Some other hooliganism facts:

  • English fans have not instigated a major hooliganism incident for 5/6 years, both at club and national level
  • During the 1998 World Cup a French policeman nearly died after being badly beaten by German fans.
  • In 2000 two Leeds United supporters were stabbed to death by followers of the Turkish club Galatasaray
  • Italy's ultras (their organised hooligans) are said to view the English drunkenness with disdain because it impairs the ability to fight.
  • In 2000, Den Bosch (Holland) supporters rioting for three days after a match was called off after a fan was shot
  • In 1998, about 26,000 Manchester United fans travelled to Holland and there were just 28 arrests, mostly just for

Of course, I don't have answer for all these problems, but consistency of treatment would be a good start.

03 February 2007

Come on, England! x 2

Today is the start of the Six Nations tournament, and it's the first time that a certain England player who has not had an international start since 2003 will be having a run-out. Having been ravaged by injuries for so long, some are concerned that throwing Wilkinson straight into the bear-pit exposes him to unnecessary risks both to him as an individual and the team due to his lack of match practice.

Wilkinson however is the consummate professional and as long as Scotland do not go out to deliberately injure him, I believe he will be more than capable of holding up his end of the bargain.
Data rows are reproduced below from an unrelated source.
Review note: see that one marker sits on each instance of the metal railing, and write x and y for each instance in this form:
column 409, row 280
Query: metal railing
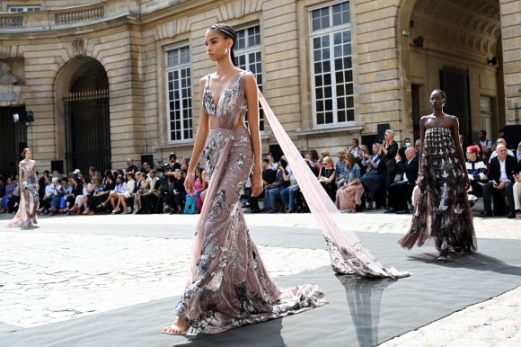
column 79, row 15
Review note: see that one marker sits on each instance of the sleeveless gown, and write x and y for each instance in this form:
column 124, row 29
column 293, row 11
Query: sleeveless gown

If anything the risks come from him throwing himself into the game with the same level as gusto and reinjuring himself rather than being a liability on the pitch.

The England Rugby squad do have a number of World Cup veterans who have not seen much International game time since 2003. The one I most delighted to see is the return of Jason Robinson. He scored a fantastic try in the World Cup final, and has an amazing ability to jink his way around a defensive line. Bringing him out of International retirement is great for us in the short-term, but we need to look to the future.

And on Wednesday, the England football play a friendly at Old Trafford against Spain. Hmm, an underperforming team playing against an underperforming team. I am a paid-up member of the England Fan Club, and to be frank I am not entirely convinced that I am getting value for money. There are players in the England squad that I have the utmost respect for, but England are constantly coming up short. As I said earlier, I do not believe that we are likely to qualify for the Europe, although if we do, it will be a struggle. We have (and have had for a long time) a problem with at the management level. Sven was risk averse to the detriment of the England game, and when he did take risks it was illogical ones such as taking Walcott, rather than adopting aggressive formations. If he seriously believed that a 4-5-1 formation was going to get England through to the finals of the World Cup, then he was misguided at best.

Despite my pessimism, I would have gone and seen the game if it was either a) not at Old Trafford or b) not on a Wednesday night. As it is, I am going to have to take my England regalia to work and find a pub showing it before kick off. And Wednesday is meant to be a gym night...

The players that I have the most respect for are:
  • Paul Robinson: the stick he got after the Croatia game from the gutter press was a disgrace. The team are responsible for the result - not one man.
  • Jamie Carragher: should be the first-choice right-back for both club and country.
  • Steve Gerrard: this guy is the best midfielder in England bar none, but carries himself off the pitch with humility.
  • Owen Hargreaves: I am not a bandwaggon jumper - I voted for SG as the fan's player of 2006 - however, Owen Hargreaves gained my respect a long time ago for no other reason than the abuse that was levelled at him by "fans" and he continued to put on the England shirt and play the game.